What is a SuperTube?

What is a SuperTube?

SuperTube is an alternative YouTube client that lets you watch videos in a window. SuperTube is a free YouTube player that supports background playback – it can continue playing video in the background while you get other stuff done.

What is a rolling wave in surfing?

Rolling waves (1) are the most familiar waves, and the type most surfers prefer. These waves break in a stable pattern. Rolling waves are usually a feature of a flat, sandy shoreline.

Is Jeffreys Bay a reef break?

J-Bay is more than just the one famous, high-performance surf spot though. This is one of the only places I’ve been that has a super fun reef break, point break, and a beach break all within a five minute walk of each other, plus loads of other spots a short distance away.

Can you surf 3 4 foot waves?

As far as I’m concerned, three feet is the perfect size for a wave. It’s big enough that you can ride a shortboard and still have some decent faces to work with, but it’s small enough to bust out the longboard and work on your nose-riding without worrying about bouncing your head off the reef.

Where is the supertubes Park?

Jeffreys Bay
Preserving the waves and beaches of Jeffreys Bay since 1999, the Supertubes Surfing Foundation is a joint venture between the local surf clubs and the surf industry in the town. In 1999 the Supertubes Park in Da Gama Rd, Jeffreys Bay became a no-go zone.

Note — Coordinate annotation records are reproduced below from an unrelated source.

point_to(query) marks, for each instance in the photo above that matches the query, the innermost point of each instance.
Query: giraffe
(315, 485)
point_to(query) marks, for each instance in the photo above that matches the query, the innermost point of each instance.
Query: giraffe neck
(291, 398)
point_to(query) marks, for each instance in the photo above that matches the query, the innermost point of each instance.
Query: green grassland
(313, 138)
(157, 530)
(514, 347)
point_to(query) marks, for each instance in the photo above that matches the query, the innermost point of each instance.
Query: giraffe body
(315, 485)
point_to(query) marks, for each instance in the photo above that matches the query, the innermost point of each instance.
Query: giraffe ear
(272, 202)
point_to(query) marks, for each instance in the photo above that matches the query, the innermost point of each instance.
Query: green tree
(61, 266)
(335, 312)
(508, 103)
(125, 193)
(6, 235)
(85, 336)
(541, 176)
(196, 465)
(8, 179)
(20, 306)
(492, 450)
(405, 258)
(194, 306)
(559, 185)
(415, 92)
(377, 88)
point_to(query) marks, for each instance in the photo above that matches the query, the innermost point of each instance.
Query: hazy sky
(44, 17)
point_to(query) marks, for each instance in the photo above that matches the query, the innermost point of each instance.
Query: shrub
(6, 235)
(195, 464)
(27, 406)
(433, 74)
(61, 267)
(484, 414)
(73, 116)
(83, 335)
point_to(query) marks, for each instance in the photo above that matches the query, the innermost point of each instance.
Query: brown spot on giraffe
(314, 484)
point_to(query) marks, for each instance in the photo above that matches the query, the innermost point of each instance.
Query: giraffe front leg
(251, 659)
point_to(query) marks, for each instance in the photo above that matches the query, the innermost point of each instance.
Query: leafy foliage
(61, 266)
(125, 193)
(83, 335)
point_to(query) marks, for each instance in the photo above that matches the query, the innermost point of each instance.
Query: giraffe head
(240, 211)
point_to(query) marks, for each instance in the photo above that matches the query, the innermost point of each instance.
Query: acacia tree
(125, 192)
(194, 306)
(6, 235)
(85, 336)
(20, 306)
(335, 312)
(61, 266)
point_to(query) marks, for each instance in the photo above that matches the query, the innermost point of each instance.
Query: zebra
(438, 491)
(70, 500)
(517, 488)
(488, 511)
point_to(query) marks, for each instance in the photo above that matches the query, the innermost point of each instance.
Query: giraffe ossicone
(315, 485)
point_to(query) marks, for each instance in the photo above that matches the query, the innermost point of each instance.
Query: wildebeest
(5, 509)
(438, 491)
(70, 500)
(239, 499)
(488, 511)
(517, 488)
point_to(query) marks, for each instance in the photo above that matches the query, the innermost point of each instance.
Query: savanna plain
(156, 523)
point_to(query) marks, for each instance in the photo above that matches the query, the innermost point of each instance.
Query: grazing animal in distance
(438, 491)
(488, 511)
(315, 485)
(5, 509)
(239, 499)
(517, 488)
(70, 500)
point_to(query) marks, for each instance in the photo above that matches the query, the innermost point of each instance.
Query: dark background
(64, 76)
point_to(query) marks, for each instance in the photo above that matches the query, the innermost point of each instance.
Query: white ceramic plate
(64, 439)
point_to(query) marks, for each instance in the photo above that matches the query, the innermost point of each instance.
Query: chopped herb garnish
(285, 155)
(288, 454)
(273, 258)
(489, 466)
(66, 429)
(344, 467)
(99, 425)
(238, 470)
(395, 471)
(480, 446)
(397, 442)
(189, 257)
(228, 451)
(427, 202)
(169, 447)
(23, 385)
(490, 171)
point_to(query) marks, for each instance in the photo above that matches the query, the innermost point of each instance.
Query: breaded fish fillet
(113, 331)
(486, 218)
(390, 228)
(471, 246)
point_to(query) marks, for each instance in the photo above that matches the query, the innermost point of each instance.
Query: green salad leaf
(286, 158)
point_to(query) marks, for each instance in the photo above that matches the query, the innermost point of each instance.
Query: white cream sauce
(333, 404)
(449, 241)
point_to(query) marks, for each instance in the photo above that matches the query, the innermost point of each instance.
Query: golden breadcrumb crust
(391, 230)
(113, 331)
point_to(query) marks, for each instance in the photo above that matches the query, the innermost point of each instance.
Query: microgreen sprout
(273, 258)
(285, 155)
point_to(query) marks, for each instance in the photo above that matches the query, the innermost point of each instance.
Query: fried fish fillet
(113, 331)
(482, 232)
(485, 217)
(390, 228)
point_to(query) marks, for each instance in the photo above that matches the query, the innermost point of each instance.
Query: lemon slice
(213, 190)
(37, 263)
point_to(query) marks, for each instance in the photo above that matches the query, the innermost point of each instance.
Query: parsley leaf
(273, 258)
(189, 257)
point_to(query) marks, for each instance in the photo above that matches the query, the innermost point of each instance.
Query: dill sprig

What are crashing waves called?

A plunging wave breaks with more energy than a significantly larger spilling wave. The wave can trap and compress the air under the lip, which creates the “crashing” sound associated with waves. With large waves, this crash can be felt by beachgoers on land.

What are the 3 types of breaking waves?

There are four basic types of breaking waves: spilling, plunging, collapsing, and surging.

  • Spilling waves are gentle waves with crests that break softly towards the shore.
  • Plunging waves break when the ocean floor is steep or has sudden depth changes.
  • A collapsing wave is a mix of spilling and plunging waves.

Why is Jeffreys Bay good for surfing?

The main surfing spot in J. Bay is the aptly named Supertubes. The constant swell and wave formation found at many of Jeffreys Bay’s beaches produce the ideal ‘tubes’ that have resulted in Supertubes becoming the location for the annual Billabong Pro surfing contest that takes place every July.

How big are the waves at Jeffreys Bay?

On rare occasions (large wave sizes, wide-breaking waves, and even swells), Boneyards can link up all the way to the Point for a ride over one kilometre long. Optimal size is considered to be from about 4 to 10 feet (Hawaiian scale), or about 8 to 20 feet wave faces.

What is the hardest part of surfing?

And the hardest part of surfing, by far, is paddling out, not surfing in. Carrying the board, getting back into the water, paddling through the waves, waiting for the next set…it’s exhausting, and surfers spend far more time doing this than they do on the other part. Having the guts to surf is what change demands.